Schmidt, B., & Friedrich, B. (2015). Supersymmetry and eigensurface topology of the spherical quantum pendulum. Physical Review A, 91(2): 022111. doi:10.1103/PhysRevA.91.022111.


Cite as: http://hdl.handle.net/11858/00-001M-0000-0024-C6A8-7
Abstract
We undertook a mutually complementary analytic and computational study of the full-fledged spherical (three-dimensional) quantum rotor subject to combined orienting and aligning interactions, corresponding to a linear polar and polarizable molecule interacting with an electric field. The orienting and aligning interactions are characterized, respectively, by dimensionless parameters η and ζ. By making use of supersymmetric quantum mechanics, we found two sets of conditions (cases A and B) under which the problem of a spherical quantum pendulum becomes analytically solvable.
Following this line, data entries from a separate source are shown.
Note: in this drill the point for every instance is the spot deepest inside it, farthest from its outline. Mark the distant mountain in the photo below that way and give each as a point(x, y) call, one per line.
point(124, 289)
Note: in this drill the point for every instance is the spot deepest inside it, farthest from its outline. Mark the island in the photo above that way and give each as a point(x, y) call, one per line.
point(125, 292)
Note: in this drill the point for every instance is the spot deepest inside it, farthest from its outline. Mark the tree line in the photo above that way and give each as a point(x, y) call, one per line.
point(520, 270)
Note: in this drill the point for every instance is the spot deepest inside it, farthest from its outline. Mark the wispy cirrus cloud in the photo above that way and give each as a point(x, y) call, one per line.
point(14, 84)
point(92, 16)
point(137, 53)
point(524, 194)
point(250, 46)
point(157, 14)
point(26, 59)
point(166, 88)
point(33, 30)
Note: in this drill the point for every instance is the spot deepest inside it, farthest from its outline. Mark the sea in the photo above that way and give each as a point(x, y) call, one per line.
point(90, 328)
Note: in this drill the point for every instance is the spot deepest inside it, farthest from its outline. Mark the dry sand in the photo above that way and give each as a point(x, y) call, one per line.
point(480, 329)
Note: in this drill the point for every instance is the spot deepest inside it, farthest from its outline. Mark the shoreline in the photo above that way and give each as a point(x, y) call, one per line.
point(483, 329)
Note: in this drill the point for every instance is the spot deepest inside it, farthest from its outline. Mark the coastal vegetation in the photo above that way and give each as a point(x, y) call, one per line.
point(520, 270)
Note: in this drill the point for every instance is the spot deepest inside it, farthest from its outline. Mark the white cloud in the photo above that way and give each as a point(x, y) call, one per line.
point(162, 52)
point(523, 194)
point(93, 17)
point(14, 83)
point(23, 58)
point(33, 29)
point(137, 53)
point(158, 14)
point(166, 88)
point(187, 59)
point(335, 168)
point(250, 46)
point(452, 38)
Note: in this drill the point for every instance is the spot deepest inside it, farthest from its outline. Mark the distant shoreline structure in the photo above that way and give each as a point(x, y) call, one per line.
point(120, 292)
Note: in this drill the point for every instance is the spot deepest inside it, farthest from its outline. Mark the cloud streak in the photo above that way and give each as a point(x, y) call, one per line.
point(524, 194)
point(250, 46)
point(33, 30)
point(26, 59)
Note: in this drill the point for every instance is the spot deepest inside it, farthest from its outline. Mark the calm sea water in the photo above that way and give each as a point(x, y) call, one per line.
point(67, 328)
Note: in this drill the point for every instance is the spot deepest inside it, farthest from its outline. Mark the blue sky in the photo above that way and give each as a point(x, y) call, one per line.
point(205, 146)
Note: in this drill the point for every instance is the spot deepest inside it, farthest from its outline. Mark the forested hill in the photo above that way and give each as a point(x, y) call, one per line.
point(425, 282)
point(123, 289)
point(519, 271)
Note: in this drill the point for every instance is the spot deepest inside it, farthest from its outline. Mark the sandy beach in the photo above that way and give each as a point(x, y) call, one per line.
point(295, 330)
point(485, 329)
These conditions coincide with the loci ζ=η2/4k2 of the intersections of the eigenenergy surfaces spanned by the η and ζ parameters. In case A, the topological index k=∓m+1 with m the angular momentum projection quantum number, whereas, in case B, k=1, independent of m. These findings have repercussions for rotational spectra and dynamics of molecules subject to combined permanent and induced dipole interactions.